How to Survive a Writing-heavy Semester

The Rocky-Mathey library, where I wrote most of my papers last spring.

It’s always recommended to balance your course workload appropriately with a good number of paper classes and problem set (p-set) classes. While it’s definitely not ideal, sometimes you just end up taking multiple classes with a demanding reading and writing workload–which means you can also end up with four or five final papers. Some students may actually prefer having only papers and no exams, and vice versa. Exams are a one-and-done deal, whereas final papers allow an indefinite amount of time and access to endless resources–but this can be stressful in its own way. Sometimes, you never know when you’re truly done with a paper, and it can be difficult to allocate time effectively when you’re juggling multiple written assignments. 

Being a prospective English major, I tend to pile my coursework with a lot of reading and writing-heavy classes. Last spring, I took four humanities/social science classes and had four papers due for Dean’s Date. Needless to say, in the beginning I felt overwhelmed by the thought of having to write and polish several papers in what felt like not nearly enough time. As a general rule of thumb, I’ve learned that time management is especially crucial when having to complete multiple Dean’s Date assignments, and that planning ahead on your papers can make your life so much easier. 

Aside from time management, here are some tips so that you can avoid feeling a sense of impending doom by the time Dean’s Date rolls around:

Start early.
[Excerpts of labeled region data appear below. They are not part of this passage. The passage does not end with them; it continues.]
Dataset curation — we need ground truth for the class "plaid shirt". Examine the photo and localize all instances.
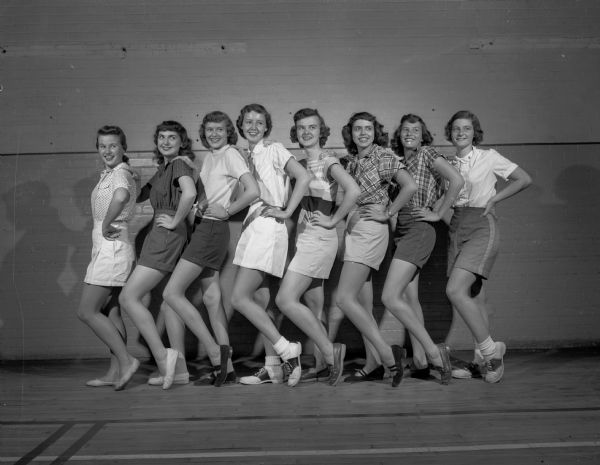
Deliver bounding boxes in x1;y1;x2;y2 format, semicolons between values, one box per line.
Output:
402;147;443;209
346;145;405;207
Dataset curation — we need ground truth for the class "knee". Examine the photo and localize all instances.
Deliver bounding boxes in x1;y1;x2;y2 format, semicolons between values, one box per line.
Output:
202;288;221;311
275;292;292;311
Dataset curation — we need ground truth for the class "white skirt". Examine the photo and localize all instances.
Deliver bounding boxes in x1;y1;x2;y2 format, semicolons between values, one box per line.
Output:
83;221;135;287
233;216;288;278
288;221;338;279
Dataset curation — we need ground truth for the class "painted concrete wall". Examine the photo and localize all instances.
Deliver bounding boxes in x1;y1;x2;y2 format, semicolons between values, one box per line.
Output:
0;0;600;359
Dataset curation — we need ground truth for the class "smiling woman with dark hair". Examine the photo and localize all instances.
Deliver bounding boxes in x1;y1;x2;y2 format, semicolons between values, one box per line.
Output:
77;126;139;390
119;121;196;389
336;112;417;386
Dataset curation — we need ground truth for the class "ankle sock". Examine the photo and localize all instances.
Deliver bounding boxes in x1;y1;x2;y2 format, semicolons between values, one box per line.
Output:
477;336;496;360
265;355;281;366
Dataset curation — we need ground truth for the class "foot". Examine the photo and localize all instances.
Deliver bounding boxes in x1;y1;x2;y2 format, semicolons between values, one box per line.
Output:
163;349;179;389
483;342;506;383
194;371;237;387
115;358;140;391
344;365;385;383
240;365;283;385
214;345;233;387
389;345;406;387
434;343;452;384
327;342;346;386
85;377;115;387
281;342;302;387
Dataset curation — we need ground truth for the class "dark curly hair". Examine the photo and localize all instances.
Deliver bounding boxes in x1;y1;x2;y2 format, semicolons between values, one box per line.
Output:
390;113;433;156
444;110;483;145
342;111;389;155
198;111;237;149
290;108;331;147
154;120;196;165
96;125;129;163
235;103;273;139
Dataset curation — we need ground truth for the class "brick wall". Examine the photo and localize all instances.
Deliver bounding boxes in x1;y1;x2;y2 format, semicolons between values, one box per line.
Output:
0;0;600;359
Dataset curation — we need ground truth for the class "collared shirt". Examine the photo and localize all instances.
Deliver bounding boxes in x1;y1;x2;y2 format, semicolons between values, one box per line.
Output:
402;146;443;209
147;158;194;211
92;162;137;222
248;140;294;211
448;147;518;208
346;145;405;206
300;150;341;216
198;145;250;220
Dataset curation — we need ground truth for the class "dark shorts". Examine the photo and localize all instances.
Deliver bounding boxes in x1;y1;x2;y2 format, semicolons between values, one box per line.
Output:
181;218;229;271
137;214;188;273
448;207;500;279
394;210;435;269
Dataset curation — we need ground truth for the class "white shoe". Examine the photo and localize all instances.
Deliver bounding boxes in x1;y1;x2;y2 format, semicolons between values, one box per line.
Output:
281;342;302;387
163;349;179;389
148;371;190;386
240;365;283;385
483;342;506;383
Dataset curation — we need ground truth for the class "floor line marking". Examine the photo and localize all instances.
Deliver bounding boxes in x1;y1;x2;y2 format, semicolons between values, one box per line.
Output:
0;441;600;462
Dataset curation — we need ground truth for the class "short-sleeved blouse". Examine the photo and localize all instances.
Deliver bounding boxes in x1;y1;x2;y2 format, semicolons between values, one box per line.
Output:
346;145;405;206
300;150;340;216
248;140;294;211
402;147;444;209
147;159;194;212
92;163;137;222
448;147;518;208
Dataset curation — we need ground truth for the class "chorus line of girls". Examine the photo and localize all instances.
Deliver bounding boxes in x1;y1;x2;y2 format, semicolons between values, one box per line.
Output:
78;104;531;390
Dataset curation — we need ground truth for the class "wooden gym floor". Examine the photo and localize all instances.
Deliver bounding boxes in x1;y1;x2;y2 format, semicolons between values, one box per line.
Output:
0;349;600;465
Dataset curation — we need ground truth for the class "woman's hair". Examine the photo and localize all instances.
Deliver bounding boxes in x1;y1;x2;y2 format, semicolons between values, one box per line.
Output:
198;111;237;149
390;113;433;156
342;111;389;155
444;110;483;145
235;103;273;139
154;121;196;165
290;108;331;147
96;125;129;163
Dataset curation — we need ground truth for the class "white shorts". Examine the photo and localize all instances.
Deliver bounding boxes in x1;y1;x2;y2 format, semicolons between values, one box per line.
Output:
288;218;338;279
83;223;135;287
344;210;390;270
233;216;288;278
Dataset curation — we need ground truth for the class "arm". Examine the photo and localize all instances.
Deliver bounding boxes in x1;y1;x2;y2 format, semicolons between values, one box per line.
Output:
414;157;465;222
483;166;531;215
135;183;152;203
313;163;360;229
204;173;260;220
156;176;196;229
102;187;130;241
266;157;310;220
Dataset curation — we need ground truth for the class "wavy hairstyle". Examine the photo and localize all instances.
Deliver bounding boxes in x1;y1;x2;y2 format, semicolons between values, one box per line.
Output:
390;113;433;156
198;111;237;149
444;110;483;145
96;125;129;163
290;108;331;147
342;111;389;155
154;120;196;165
235;103;273;139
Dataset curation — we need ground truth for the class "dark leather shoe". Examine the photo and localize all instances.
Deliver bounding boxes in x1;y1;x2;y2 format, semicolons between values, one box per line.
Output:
344;365;385;383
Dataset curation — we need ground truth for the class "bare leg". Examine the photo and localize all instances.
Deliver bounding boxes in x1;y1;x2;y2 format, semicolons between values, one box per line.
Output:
446;268;490;343
381;259;443;366
119;265;167;366
337;262;395;366
404;275;427;369
275;271;333;365
77;284;135;381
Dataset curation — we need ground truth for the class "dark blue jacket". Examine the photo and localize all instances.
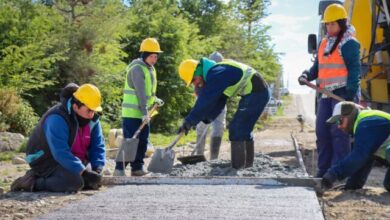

Know your paper deadlines and set an approximate amount of time to complete each paper. For some humanities/social science classes, the syllabus will include the prompts for the midterm and final papers. This will help you jumpstart and formulate possible essay topics in your head as the semester goes on. If you’re up for it, you could even make use of school breaks in the fall or spring semester to get a head start on this brainstorming process. Having an outline ready, or even having thought through some basic topics and ideas, will be incredibly helpful by the time you start writing your essay. This will also help you get started on collecting and organizing resources for your papers, which will make life during Reading Period even easier for you. 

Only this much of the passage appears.